But the man’s smile, so easy, so disarming, held her. He saw and understood, and he hastened to reassure her.

“Guess I ain’t pryin’,” he said bluntly. “These things just come along to my tongue, feeling you were troubled at this—hill. You’ve told me a heap since you come to the farm. You told me things which I don’t guess you wer’ yearnin’ to tell any one. But you didn’t tell ’em with your tongue. An’ I don’t guess you need to. Set your mind easy. You’re scared to death of some trouble which ain’t of your seekin’—wal, I don’t believe in such trouble.”

Then he laughed in so unconcerned, so buoyant and whole-hearted a fashion that Joan’s confidence and hope leapt again.

“Say,” he added, as he saw the brightening of her face, “when you fancy that trouble’s gettin’ around, when you fancy it’s good an’ big, an’ a whole heap to carry, why, you can pass it right on to me. I’m yearnin’ to get busy with jest sech a proposition.”

Buck’s manner was irresistible. Joan felt herself swept along by it. She longed there and then to tell him the whole of her miserable little story. Yes, he made it seem so small to her now. He made it, at the moment, seem like nothing. It was almost as though he had literally lifted her burden and was bearing the lion’s share of it himself. Her heart thrilled with gratitude, with joy in this man’s wonderful comradeship. She longed to open her heart to him—to implore him to shield her from all those terrible anxieties which beset her. She longed to feel the clasp of his strong hand in hers and know that it was there to support her always. She felt all these things without one shadow of fear—somehow his very presence dispelled her shadows.

But only did she permit her warm smile to convey something of all she felt as she rejected his offer.

“You don’t know what you are asking,” she said gently. Then she shook her head. “It is impossible. No one can shift the burdens of life on to the shoulders of another—however willing they be. No one has the right to attempt it. As we are born, so we must live.

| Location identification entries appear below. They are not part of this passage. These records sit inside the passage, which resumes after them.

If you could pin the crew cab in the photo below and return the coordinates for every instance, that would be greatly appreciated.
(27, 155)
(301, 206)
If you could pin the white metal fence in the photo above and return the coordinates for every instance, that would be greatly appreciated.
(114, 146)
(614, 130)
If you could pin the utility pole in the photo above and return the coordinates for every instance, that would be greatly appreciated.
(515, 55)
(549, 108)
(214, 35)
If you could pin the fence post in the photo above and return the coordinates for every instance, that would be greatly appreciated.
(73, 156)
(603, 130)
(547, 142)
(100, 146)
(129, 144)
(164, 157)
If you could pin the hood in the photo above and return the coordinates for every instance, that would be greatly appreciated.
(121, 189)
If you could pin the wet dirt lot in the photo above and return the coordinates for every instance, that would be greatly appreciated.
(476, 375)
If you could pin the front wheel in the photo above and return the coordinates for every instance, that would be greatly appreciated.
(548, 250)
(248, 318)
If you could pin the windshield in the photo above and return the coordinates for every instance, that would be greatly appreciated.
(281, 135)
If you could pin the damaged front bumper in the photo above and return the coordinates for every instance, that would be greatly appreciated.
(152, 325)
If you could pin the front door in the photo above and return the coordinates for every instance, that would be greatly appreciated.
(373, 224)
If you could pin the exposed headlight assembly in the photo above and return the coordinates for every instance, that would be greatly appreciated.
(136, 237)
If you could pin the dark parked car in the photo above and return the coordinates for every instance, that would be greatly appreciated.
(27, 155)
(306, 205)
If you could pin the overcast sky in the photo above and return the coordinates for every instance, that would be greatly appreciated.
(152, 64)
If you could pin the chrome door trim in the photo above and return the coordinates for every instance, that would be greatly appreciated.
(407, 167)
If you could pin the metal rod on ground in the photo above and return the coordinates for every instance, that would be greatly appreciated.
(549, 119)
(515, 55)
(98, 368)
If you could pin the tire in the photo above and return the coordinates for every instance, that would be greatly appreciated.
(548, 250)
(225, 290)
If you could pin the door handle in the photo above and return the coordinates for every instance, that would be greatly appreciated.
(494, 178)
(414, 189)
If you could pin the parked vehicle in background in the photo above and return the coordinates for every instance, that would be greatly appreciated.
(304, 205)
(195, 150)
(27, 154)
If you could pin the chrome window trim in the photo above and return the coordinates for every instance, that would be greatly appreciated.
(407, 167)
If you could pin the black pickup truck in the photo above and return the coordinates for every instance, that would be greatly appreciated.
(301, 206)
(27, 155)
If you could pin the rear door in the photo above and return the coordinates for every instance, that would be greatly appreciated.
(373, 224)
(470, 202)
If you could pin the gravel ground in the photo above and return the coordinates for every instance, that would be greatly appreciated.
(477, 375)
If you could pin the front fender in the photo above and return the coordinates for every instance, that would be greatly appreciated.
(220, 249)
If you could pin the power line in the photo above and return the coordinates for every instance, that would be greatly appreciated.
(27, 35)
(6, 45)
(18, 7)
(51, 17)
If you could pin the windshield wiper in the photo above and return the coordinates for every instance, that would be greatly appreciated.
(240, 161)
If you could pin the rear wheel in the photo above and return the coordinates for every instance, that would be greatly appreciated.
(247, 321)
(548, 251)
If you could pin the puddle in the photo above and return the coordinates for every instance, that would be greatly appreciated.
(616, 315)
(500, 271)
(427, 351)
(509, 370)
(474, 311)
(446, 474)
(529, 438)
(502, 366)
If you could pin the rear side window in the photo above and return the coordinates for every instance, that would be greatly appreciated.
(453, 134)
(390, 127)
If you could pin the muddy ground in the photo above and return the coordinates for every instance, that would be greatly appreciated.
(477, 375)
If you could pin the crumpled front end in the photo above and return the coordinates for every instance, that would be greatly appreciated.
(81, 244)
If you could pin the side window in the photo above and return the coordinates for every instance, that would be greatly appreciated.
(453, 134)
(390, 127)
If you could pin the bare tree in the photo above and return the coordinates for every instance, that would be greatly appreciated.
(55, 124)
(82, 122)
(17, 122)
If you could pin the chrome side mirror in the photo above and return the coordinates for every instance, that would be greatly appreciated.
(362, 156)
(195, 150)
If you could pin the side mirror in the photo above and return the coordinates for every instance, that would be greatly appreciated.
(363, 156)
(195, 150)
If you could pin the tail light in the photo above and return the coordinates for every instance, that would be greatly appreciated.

The life that is ours is ours alone.”

Buck caught at her words with a sudden outburst of passionate remonstrance.

“You’re wrong—dead wrong,” he declared vehemently, his eyes glowing with the depth of feeling stirring him, a hot flush forcing its way through the deep tanning of his cheeks. “No gal has a right to carry trouble with a man around to help. She’s made for the sunlight, for the warmth an’ ease of life. She’s made to set around an’ take in all those good things the good God meant for her so she can pass ’em right on to the kiddies still to be born. A woman’s jest the mother of the world. An’ the men she sets on it are there to see her right. The woman who don’t see it that way is wrong—dead wrong. An’ the man that don’t get right up on to his hind legs an’ do those things—wal, he ain’t a man.”

It was a moment Joan would never forget. As long as she lived that eager face, with eyes alight, the rapid tongue pouring out the sentiments of his simple heart must ever remain with her. It was a picture of virile manhood such as in her earliest youth she had dreamed of, a dream which had grown dimmer and dimmer as she progressed toward womanhood and learned the ways of the life that had been hers. Here it was in all reality, in all its pristine simplicity, but—she gathered up her reins and moved her horse round, heading him toward home.